Her qualifications were questioned, but because she also held property in her own name, the challenge failed. She carried this experience into her further activism, taking particular interest in married women's political rights.[7] She also became overseer of the parish of Staverton, and first chair of the Staverton parish council, among other local appointments.[1]

McIlquham published pamphlets based on her lectures, among them "The Enfranchisement of Women: An Ancient Right, A Modern Need" in 1892.[8] She also wrote a series of essays on the history of feminism for the Westminster Review.[9][10]

Personal life

Harriet Medley married James Henry McIlquham in 1858. They had four children and lived in Gloucestershire. She died in 1910, aged 72 years, just hours after her paper on poet Robert Williams Buchanan was read at the Cheltenham Ethical Society.[11] Her gravesite is in the churchyard at Tewkesbury Abbey.[1]

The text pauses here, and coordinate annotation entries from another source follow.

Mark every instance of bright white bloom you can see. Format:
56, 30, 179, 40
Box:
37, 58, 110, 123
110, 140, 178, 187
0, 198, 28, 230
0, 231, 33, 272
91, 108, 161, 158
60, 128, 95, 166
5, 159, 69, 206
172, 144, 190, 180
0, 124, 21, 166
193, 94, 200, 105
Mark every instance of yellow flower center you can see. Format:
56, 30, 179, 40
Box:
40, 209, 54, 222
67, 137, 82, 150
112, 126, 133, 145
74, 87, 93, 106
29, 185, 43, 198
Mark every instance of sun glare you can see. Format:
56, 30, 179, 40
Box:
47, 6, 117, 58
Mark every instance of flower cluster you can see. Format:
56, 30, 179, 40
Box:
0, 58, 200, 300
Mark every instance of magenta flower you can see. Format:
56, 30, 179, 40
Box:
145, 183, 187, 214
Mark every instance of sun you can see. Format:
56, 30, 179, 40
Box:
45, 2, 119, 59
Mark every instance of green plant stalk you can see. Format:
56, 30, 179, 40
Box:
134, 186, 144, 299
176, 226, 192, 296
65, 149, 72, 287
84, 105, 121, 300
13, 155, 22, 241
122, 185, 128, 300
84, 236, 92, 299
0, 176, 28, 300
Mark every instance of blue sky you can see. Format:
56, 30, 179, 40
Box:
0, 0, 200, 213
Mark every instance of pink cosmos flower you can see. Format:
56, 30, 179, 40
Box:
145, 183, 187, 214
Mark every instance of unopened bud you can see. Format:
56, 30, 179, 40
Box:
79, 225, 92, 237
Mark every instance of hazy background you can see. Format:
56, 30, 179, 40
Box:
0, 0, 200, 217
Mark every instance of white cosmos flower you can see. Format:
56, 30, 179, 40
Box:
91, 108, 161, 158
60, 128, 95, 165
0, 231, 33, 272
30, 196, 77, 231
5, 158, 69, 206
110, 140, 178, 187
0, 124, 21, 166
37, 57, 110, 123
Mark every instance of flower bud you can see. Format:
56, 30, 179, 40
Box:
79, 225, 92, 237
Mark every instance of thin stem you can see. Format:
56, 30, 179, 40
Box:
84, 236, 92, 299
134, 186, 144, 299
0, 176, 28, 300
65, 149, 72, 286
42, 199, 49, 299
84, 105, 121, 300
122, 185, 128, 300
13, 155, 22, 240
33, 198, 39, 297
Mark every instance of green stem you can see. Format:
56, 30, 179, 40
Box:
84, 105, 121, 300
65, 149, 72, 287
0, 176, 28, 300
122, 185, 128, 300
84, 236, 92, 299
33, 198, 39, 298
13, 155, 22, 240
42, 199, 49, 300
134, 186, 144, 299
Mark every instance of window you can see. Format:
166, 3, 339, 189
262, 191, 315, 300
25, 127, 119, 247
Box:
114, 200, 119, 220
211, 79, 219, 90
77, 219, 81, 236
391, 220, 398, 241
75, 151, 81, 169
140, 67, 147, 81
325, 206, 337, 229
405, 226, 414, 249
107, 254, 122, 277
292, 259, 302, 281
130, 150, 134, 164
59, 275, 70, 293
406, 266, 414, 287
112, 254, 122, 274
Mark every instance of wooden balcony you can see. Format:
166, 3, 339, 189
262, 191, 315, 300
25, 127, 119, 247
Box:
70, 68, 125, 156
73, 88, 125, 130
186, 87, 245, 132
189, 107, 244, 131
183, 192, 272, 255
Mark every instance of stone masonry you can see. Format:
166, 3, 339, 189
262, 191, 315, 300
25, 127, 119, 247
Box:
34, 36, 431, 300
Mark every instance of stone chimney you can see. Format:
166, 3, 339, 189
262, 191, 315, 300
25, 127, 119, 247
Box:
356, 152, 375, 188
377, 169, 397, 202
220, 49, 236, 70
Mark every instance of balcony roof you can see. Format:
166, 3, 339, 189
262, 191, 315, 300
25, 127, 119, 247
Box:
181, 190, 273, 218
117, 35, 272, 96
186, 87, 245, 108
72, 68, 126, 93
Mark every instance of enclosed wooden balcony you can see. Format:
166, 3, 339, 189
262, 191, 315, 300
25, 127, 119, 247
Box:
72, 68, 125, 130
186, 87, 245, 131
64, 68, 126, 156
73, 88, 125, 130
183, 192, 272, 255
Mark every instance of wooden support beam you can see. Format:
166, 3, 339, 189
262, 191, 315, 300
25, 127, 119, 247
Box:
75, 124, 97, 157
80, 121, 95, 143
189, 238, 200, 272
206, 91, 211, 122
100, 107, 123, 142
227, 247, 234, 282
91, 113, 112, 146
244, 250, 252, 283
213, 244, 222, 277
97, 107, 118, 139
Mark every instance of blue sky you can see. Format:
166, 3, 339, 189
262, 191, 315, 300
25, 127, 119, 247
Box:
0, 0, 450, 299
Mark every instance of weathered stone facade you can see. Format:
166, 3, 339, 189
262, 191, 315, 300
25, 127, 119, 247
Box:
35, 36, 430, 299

The papers of Harriet McIlquham are archived in The Women's Library.[4]

References

  1. ^ a b c Linda Walker, "Harriett McIlquham" in Oxford Dictionary of National Biography (Oxford University Press 2004).
  2. ^ Susan Hamilton, Frances Power Cobbe and Victorian Feminism (Springer 2006): 83. ISBN 9780230626478
  3. ^ Maureen Wright, Elizabeth Wolstoneholme Elmy and the Victorian Feminist Movement: The Biography of an Insurgent Woman (Oxford University Press 2014): 246. ISBN 9780719091353
  4. ^ a b Papers of Harriet McIlquham, The Women's Library. Accessed 25 July 2022.
  5. ^ Jennifer, Slack. "Harriet McIlquham (1837-1910)". Tewkesbury Historical Society. Retrieved 25 April 2024.
  6. ^ Sarah Richardson, The Political Worlds of Women: Gender and Politics in Nineteenth Century Britain (Routledge 2013): p. 97; ISBN 9781135964931
  7. ^ Jacqueline Broad, The Philosophy of Mary Astell: An Early Modern Theory of Virtue (Oxford University Press 2015): 22. ISBN 9780191026201
  8. ^ Harriet McIlquham, "The Enfranchisement of Women: An Ancient Right, a Modern Need" (Women's Emancipation Union 1892).
  9. ^ Harriett McIlquham, "Early Writers on the Woman Question" Westminster Review (September 1902): pp. 312-320.
  10. ^ Harriett McIlquham, "Women's Suffrage in the Early Nineteenth Century" Westminster Review (February 1903): pp. 539-551.
  11. ^ "Mrs. Harriet McIlquham" Leamington Spa Courier (28 January 1910): 5.